Nizahker Venikatev

Nizakher Venikatev: A Reflective Guide for Avinu Malkeinu

The prayer Avinu Malkeinu combines two names for God found in the book of Isaiah: “Our Father” (Isaiah 63:16) and “Our King” (Isaiah 33:22). Each line of this supplicatory prayer begins with this formulation, calling out to God as both a parent and a monarch as we beg for forgiveness and survival in the coming year. We recite Avinu Malkeinu many times throughout the High Holy Day season, beginning during Selihot services and continuing as part of Shaharit and Mincha services on Rosh Hashanah and Yom Kippur (when we also add it during Maariv and Neilah). Its haunting melody and intense emotional language have made this prayer a signature moment of the Days of Awe. 

The image of a father and the image of a king are very different from one another. What connotations come to mind for each role? Which image better represents your idea of the Divine? Is there a different image that fits better with your understanding of God?

Think of two additional terms that describe God’s role in your life. Write a prayer using these terms with the formula, “Our _______, Our _________” (ex, “Our Guide, Our Comfort” or “Our Energy, Our Hope”). Does this new formulation change how you relate to divinity? How does it change what you ask for in your prayer?

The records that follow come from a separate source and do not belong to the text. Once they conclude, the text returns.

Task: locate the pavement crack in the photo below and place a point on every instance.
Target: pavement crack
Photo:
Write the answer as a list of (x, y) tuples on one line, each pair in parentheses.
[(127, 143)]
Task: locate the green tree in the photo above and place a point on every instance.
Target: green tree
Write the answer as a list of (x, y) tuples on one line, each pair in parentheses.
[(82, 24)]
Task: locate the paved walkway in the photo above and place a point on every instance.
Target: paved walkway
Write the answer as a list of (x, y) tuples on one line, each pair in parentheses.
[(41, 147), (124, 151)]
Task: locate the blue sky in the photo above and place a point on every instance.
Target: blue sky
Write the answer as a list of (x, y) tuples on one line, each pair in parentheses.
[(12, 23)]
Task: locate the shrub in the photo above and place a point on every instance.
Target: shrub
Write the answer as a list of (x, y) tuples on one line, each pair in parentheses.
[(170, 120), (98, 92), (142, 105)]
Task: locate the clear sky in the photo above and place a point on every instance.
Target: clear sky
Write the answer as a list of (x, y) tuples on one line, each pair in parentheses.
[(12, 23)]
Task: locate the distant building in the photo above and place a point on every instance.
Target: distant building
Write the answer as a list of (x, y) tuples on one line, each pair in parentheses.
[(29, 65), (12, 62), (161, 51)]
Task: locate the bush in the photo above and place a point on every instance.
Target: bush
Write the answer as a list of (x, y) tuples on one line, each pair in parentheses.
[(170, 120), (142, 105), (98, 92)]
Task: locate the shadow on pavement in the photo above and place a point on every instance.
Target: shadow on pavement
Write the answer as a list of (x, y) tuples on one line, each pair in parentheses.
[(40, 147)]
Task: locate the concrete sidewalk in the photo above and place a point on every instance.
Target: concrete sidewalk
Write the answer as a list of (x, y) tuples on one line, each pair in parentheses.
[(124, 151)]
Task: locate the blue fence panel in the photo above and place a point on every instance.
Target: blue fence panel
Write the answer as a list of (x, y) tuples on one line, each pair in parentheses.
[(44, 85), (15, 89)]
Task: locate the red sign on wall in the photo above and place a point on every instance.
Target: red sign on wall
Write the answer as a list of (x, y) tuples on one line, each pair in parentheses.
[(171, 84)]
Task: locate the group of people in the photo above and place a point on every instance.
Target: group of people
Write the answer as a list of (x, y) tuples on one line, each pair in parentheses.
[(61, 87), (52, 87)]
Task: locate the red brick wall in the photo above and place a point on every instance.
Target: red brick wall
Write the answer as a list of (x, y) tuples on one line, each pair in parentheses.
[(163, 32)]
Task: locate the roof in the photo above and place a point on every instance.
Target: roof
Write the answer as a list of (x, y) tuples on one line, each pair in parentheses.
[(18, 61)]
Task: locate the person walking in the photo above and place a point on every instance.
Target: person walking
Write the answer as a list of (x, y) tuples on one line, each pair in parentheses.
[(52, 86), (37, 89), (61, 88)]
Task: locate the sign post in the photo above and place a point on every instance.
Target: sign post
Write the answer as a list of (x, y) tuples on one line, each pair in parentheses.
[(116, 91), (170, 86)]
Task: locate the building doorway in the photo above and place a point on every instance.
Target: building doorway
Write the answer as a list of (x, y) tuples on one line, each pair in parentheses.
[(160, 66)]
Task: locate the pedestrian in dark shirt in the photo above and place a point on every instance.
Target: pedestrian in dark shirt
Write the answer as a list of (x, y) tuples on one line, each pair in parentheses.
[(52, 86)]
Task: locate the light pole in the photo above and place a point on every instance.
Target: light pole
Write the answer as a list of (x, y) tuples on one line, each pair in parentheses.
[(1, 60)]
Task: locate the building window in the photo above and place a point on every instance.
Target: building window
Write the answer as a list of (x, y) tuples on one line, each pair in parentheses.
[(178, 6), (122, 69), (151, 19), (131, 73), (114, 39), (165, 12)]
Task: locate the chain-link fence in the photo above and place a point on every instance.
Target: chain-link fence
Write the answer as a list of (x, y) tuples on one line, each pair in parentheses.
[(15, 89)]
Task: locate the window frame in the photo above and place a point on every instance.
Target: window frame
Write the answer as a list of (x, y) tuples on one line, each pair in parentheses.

The Talmud (Taanit 25b) records that Rabbi Akiva recited these words while praying to end a drought. Why would he point out God’s role as both a “father” and a “king” while begging for the drought to end? Have you ever been in a situation of great communal need? Did you pray in those moments? What were the words or feelings in your prayers?

The refrain of Avinu Malkeinu reads, “Our Father, Our King, have mercy on us, answer us, for our deeds are insufficient; deal with us charitably and lovingly, redeem us.” Why do we point out that “our deeds are insufficient”? Do you feel that your deeds as a Jew and as a righteous human being have been sufficient in the past year? What would “sufficient deeds” look like?

Read through the full text of Avinu Malkeinu. Which lines resonate with you? Which lines disturb you? How can you understand the inclusion of these more challenging lines in our liturgy?

Many pop-culture musicians, both Jewish and non-Jewish, have recorded versions of Avinu Malkeinu (including Barbra Streisand and Phish). Why do you think these words are compelling to so many people? Listen to Scottish rock band Mogwai’s twenty-minute instrumental version of this prayer. What emotions does it evoke? Are they the same as what you feel in synagogue when reciting this prayer? Look for other recordings online and see if you can find one that helps you connect with this ancient petition.

For Families and Kids:

Parents can love you very much and also let you know when you’ve done something wrong. How do you feel when a parent disciplines you for making a mistake? How do you remember that they still love you, no matter what?

We don’t have a king in this country, but you have probably heard many stories about kings around the world and throughout history. What do you think makes a good king? Can you imagine God as a king of the whole world? What are other ways to imagine God?